FallinUltra · 05/12/2024 04:03

Oh sweetheart, this is the last thing you need to worry about, but I know how it is, especially in the middle of the night.

First of all, it is unlikely there will be a referral.
Secondly, even in cases where there are referrals made, if children are not being severely abused, social service involvement doesn’t mean they’d remove your children. They would offer support if you wanted it, although I can’t see what they could offer that your GP can’t.

As your children have two parents, social services would’t care at all. They have too many cases of abused children stacking up to have the resources to even look into children who are cared for.

No one is going to make you disclose more than you are comfortable with.

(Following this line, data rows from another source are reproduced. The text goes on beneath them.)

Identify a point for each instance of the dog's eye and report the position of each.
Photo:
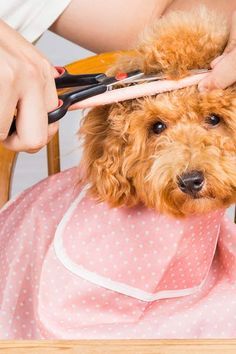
(213, 119)
(158, 127)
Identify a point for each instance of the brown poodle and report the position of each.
(176, 151)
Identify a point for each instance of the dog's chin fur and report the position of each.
(127, 163)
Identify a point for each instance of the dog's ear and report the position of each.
(104, 136)
(178, 42)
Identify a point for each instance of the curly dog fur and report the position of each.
(129, 161)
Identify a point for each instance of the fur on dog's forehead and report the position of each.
(185, 105)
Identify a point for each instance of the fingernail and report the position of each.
(202, 88)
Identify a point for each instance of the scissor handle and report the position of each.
(66, 79)
(67, 99)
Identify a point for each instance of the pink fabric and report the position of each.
(140, 90)
(71, 268)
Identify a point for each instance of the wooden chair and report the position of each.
(97, 63)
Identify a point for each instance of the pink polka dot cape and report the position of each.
(73, 268)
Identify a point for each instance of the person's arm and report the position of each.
(224, 67)
(106, 25)
(26, 85)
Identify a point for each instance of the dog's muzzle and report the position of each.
(191, 182)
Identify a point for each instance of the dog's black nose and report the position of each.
(191, 182)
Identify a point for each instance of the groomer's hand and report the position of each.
(27, 88)
(224, 67)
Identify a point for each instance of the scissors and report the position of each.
(81, 87)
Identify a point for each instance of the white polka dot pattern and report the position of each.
(41, 299)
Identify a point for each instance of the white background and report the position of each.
(32, 168)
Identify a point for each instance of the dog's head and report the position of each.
(174, 152)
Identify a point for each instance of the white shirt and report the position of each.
(31, 17)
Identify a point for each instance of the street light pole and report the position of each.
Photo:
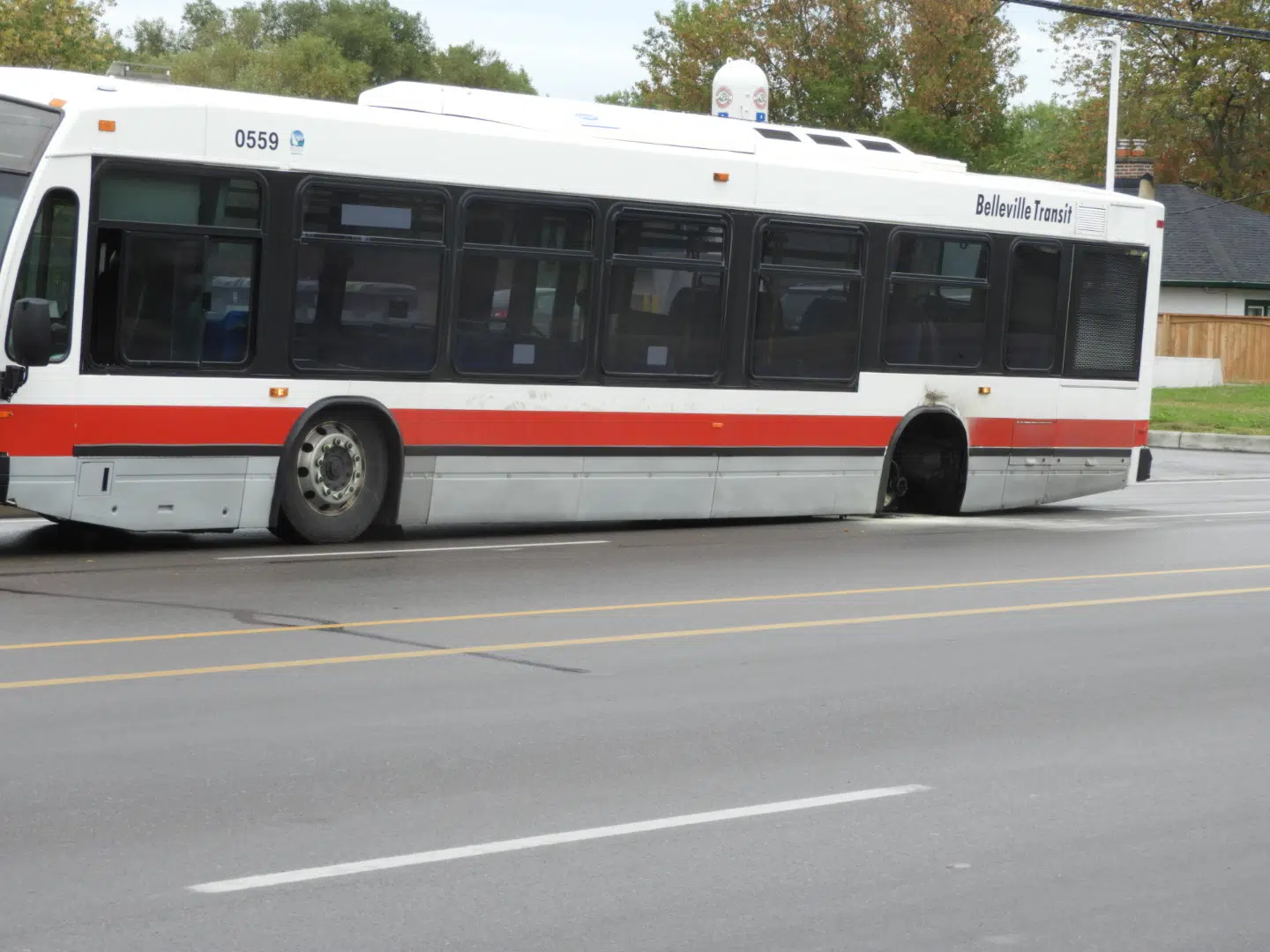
(1113, 109)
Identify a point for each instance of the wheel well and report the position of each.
(925, 467)
(387, 514)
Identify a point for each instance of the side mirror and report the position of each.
(31, 331)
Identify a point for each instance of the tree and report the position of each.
(1034, 141)
(826, 60)
(935, 74)
(1200, 100)
(955, 79)
(317, 48)
(61, 34)
(478, 68)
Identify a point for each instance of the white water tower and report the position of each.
(739, 92)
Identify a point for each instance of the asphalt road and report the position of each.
(1050, 730)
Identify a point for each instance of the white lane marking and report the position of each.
(551, 839)
(1192, 516)
(355, 554)
(1058, 522)
(1201, 481)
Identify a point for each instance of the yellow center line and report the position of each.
(620, 639)
(635, 606)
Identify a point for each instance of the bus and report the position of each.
(234, 311)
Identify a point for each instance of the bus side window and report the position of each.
(176, 270)
(1032, 315)
(48, 270)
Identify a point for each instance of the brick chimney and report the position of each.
(1132, 165)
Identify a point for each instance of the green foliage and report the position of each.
(314, 48)
(60, 34)
(1199, 100)
(827, 63)
(935, 74)
(475, 66)
(1232, 409)
(1034, 140)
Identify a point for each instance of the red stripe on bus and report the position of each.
(55, 430)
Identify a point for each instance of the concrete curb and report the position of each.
(1231, 442)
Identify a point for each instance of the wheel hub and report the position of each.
(331, 469)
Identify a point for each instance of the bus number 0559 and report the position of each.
(256, 140)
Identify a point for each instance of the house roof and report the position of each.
(1211, 242)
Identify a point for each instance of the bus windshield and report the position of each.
(11, 188)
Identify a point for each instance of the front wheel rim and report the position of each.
(331, 469)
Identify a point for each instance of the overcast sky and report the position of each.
(580, 48)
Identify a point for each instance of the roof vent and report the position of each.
(739, 92)
(138, 71)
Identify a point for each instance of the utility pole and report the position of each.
(1113, 108)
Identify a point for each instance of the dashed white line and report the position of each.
(551, 839)
(362, 553)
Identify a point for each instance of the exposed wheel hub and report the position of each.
(331, 469)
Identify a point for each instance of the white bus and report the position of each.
(438, 306)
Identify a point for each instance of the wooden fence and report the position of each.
(1243, 343)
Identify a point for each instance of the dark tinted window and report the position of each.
(525, 225)
(669, 238)
(165, 198)
(1109, 294)
(526, 310)
(807, 329)
(819, 249)
(374, 213)
(807, 316)
(48, 270)
(937, 302)
(366, 308)
(522, 315)
(185, 300)
(1032, 317)
(369, 279)
(938, 257)
(663, 320)
(666, 319)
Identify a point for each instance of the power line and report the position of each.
(1220, 204)
(1125, 17)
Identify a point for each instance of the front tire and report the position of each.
(334, 479)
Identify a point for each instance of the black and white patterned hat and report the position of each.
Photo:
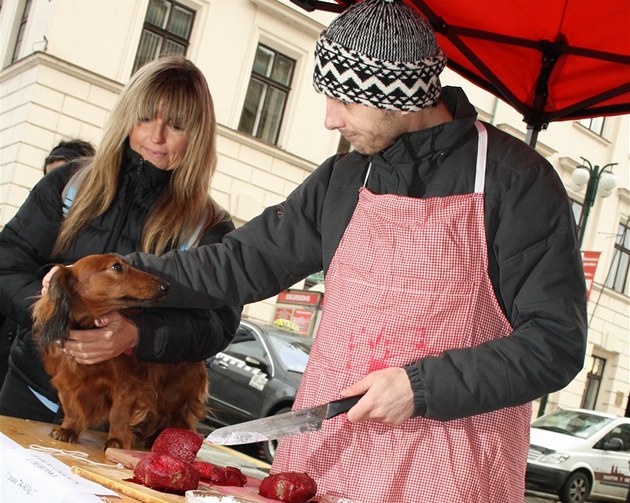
(382, 54)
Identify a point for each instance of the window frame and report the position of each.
(594, 379)
(620, 262)
(593, 125)
(163, 33)
(257, 130)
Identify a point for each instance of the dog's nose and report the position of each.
(164, 287)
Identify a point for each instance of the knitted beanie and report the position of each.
(382, 54)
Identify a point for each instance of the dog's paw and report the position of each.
(64, 435)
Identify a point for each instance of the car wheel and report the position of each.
(576, 489)
(270, 447)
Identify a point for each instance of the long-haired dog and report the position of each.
(137, 398)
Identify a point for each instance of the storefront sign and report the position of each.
(590, 260)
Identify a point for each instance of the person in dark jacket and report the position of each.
(454, 289)
(64, 151)
(146, 188)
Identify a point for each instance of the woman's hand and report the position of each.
(388, 397)
(114, 335)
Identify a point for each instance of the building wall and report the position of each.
(77, 55)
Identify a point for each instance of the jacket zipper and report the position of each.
(115, 235)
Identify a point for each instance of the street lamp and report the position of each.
(597, 181)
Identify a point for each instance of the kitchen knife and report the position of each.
(281, 425)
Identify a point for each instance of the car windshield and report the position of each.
(575, 423)
(293, 350)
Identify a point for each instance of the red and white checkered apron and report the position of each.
(409, 279)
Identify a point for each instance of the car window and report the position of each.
(574, 423)
(622, 432)
(292, 351)
(246, 344)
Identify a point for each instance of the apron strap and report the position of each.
(482, 152)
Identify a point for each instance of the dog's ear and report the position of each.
(51, 313)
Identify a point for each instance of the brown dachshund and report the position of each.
(138, 399)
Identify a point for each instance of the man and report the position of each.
(63, 152)
(454, 286)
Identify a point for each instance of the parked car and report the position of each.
(257, 375)
(580, 454)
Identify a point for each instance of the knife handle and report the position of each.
(337, 407)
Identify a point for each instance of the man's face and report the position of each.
(369, 130)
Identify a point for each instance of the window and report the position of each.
(267, 94)
(617, 278)
(167, 29)
(593, 382)
(21, 30)
(595, 124)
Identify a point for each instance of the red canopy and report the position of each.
(550, 59)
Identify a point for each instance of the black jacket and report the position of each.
(26, 242)
(534, 259)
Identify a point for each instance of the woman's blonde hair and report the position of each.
(176, 88)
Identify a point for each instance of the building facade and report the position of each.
(63, 63)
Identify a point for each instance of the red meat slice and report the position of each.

I hope the treatment you are receiving for your trauma is helpful. It is a horrible ordeal to deal with, and you didn’t deserve that.💐

supercali77 · 05/12/2024 06:55

No, they won't get involved. I'd be massively surprised anyway. Even if they did, SS involvement where a parent is struggling rather than abusive usually just means they provide a bit of support. It sounds more to me like you're spiralling with anxiety re the situation coming out? Can you ask the gp to refer you for free counselling?

EyeSpyCry · 05/12/2024 08:44

Thanks all. Do you think I’d have been told if they were going to refer us? Just trying to quiet my brain

OP posts:
supercali77 · 05/12/2024 10:09

I've no idea, but you won't have been, what you've described isn't a safeguarding issue.

FallinUltra · 05/12/2024 14:31

EyeSpyCry · 05/12/2024 08:44

Thanks all. Do you think I’d have been told if they were going to refer us? Just trying to quiet my brain

Yes, I believe except in cases where children are in immediate danger, and therefore removed immediately, parents are always told.

Girlmom35 · 05/12/2024 15:08

Think of it this way:
If this was something worth reporting, then that means every time a parent is pre-occupied or not fully present with their children, social services would be alerted. Any time a parent loses someone close to them and is grieving, or is stressed because of financial burdens, any time they go through something traumatic like a car accident or a burglary... Would any of these parents warrant a wellfare check? If not, then your situation doesn't either. There's no way that a GP is going to bring more turmoil to a family that has functioned well up until this incident, especially because what you're feeling now isn't forever. You are going to get through this and start to feel better eventually.

I also second that you need to tell your DH what happened. You can't be living with all that trauma and the stress of having to keep it a secret.

TheSilkWorm · 05/12/2024 15:12

Yes they should tell you if they were planning to refer you. Don't worry. It's also not a report, because they aren't police and you haven't done anything wrong. Please consider telling your DH everything though.

theallotmentqueen · 11/12/2024 16:59

If they were to call social services, they would have to phone social services for every parent who came into the GP with symptoms of depression and anxiety, both of which make it difficult for a parent to be fully 'present'. Unless your finding it difficult to be present means you are actually neglecting your children, there's no problem.

Sending you a lot of support. Currently going through therapy for sexual assault myself, and I really do understand how sick and dead to the world it can make you feel. Good luck.